An alternative approach for very old accounts
If your account was opened a long while ago and you defaulted and still owe a balance, perhaps in a DMP, think about asking the current creditor (usually a debt collector) to produce the Consumer Credit Act agreement for the account.
There is a template letter for this from National Debtline: Credit agreements – getting information.
If the current creditor (not the original owner) can’t produce a proper copy of the agreement, the debt cannot be enforced in court and you can simply stop paying anything to it. This applies to all credit cards, store cards, catalogues. Also almost all loans (not mortgages, some secured loans, not items that have been pawned and not overdrafts). Discuss the response you get with National Debtline if you aren’t sure it is adequate.
For older accounts this is more likely to work than affordability complaint, so it’s worth trying first. It is common for debt collectors with an old account (eg pre 2007 MBNA and Egg cards) to be unable to produce correct paperwork.
Poor reasons to complain
You can’t complain just because the interest rate was high or because you have paid them a fortune over the years.
A poor credit score on its own isn’t a reason why you shouldn’t have been given an account. You could have been recently discharged from bankruptcy – that makes a “bad credit card” such as Vanquis or a catalogue an ideal “first new credit” and it may be completely affordable because going bankrupt solved all your previous debt problems. But if your credit score was poor because you were having a lot of problems with your existing debt, the account should have been refused.
You won’t get a credit card or catalogue refund if something unexpected went wrong in your life. If you had been managing a credit card fine for years but then you lost your job or separated from your partner and you defaulted, this isn’t the lender’s fault.

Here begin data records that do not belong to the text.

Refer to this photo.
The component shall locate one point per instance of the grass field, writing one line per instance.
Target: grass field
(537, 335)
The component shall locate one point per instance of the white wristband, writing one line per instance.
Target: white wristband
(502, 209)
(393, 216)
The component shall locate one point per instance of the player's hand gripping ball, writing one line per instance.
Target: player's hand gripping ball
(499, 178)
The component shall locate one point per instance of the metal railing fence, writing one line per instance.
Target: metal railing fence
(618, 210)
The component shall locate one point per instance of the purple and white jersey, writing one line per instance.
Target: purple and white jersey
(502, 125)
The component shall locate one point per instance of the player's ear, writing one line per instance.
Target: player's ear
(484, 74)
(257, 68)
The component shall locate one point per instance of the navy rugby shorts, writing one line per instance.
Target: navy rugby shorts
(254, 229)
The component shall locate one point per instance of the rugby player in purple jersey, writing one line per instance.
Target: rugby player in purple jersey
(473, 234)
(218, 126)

Tip – don’t mix different types of complaints
Keep other sorts of complaints separate. Leave a few weeks between making each type of complaint and say in the first sentence “I have complained to you on dd/mm/yy about irresponsible lending. This is a separate complaint about yyyyyyyy.” Here are other common complaints people have about catalogues and credit cards:
- PPI This sometimes had names such as Card Repayment Protection. You may have a good complaint that this was mis-sold, perhaps the box was automatically ticked when you applied for the credit etc. MoneySavingExpert has a great page on PPI complaints which has a checklist for misselling reasons, bank helpline numbers, template letters etc.

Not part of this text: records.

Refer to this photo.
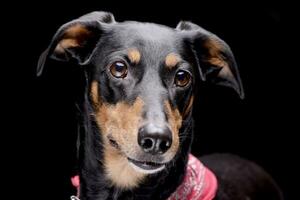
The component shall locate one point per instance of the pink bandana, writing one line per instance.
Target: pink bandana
(199, 183)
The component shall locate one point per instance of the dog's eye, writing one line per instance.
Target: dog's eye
(119, 69)
(182, 78)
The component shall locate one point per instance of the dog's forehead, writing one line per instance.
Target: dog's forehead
(147, 37)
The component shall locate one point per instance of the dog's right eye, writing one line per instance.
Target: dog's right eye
(119, 69)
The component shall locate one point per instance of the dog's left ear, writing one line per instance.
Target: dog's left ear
(214, 57)
(76, 40)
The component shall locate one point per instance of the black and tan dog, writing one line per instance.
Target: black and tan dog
(141, 81)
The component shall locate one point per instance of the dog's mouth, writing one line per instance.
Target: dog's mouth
(146, 167)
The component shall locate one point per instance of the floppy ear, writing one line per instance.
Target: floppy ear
(76, 39)
(215, 59)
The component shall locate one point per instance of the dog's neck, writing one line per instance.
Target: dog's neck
(158, 186)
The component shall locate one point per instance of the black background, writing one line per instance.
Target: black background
(42, 115)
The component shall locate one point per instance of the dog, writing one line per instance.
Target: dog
(141, 81)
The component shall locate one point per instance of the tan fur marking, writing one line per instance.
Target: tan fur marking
(76, 30)
(95, 94)
(73, 37)
(118, 170)
(121, 122)
(64, 44)
(188, 107)
(215, 58)
(175, 122)
(134, 56)
(172, 60)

- Vanquis’s ROP Not really PPI but a sort of insurance add on to the Vanquis credit card that works out to be incredibly expensive over time. See Vanquis ROP refund page for details, including an example of a large refund a reader has had this year.
- Consumer complaints If you have a complaint about a specific product or its delivery, this will have to go to a different Ombudsman. To get help with these, contact Citizens Advice Consumer Helpline.

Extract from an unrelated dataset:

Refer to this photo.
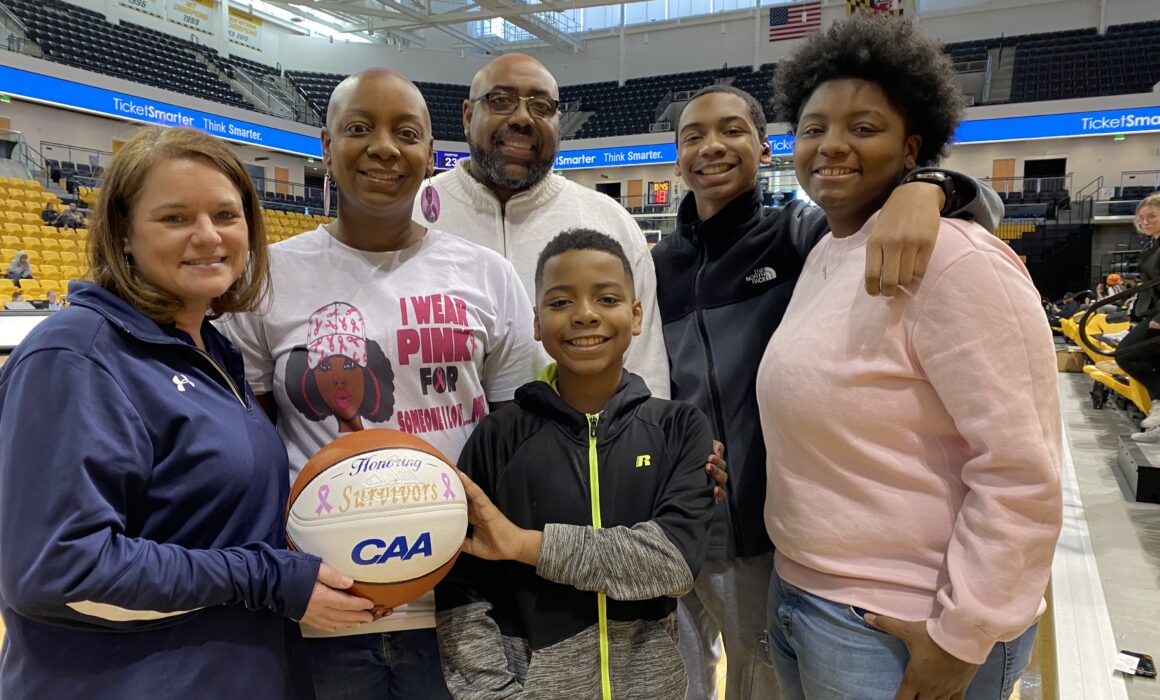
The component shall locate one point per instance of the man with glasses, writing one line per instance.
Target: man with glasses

- Credit record problems These are common with credit card and catalogues. See What should the default date be for a debt?
- Interest not frozen when you told them you were in difficulty Catalogues are often very poor at handling customers who have financial problems, see What to do if a creditor won’t freeze interest for details.
Need some help?
Claims firms are pretty useless at this sort of thing. They are OK (but expensive) with PPI complaints which are just standard letters. But irresponsible lending/affordability complaints are very individual. The only person that can write the template letter above is you!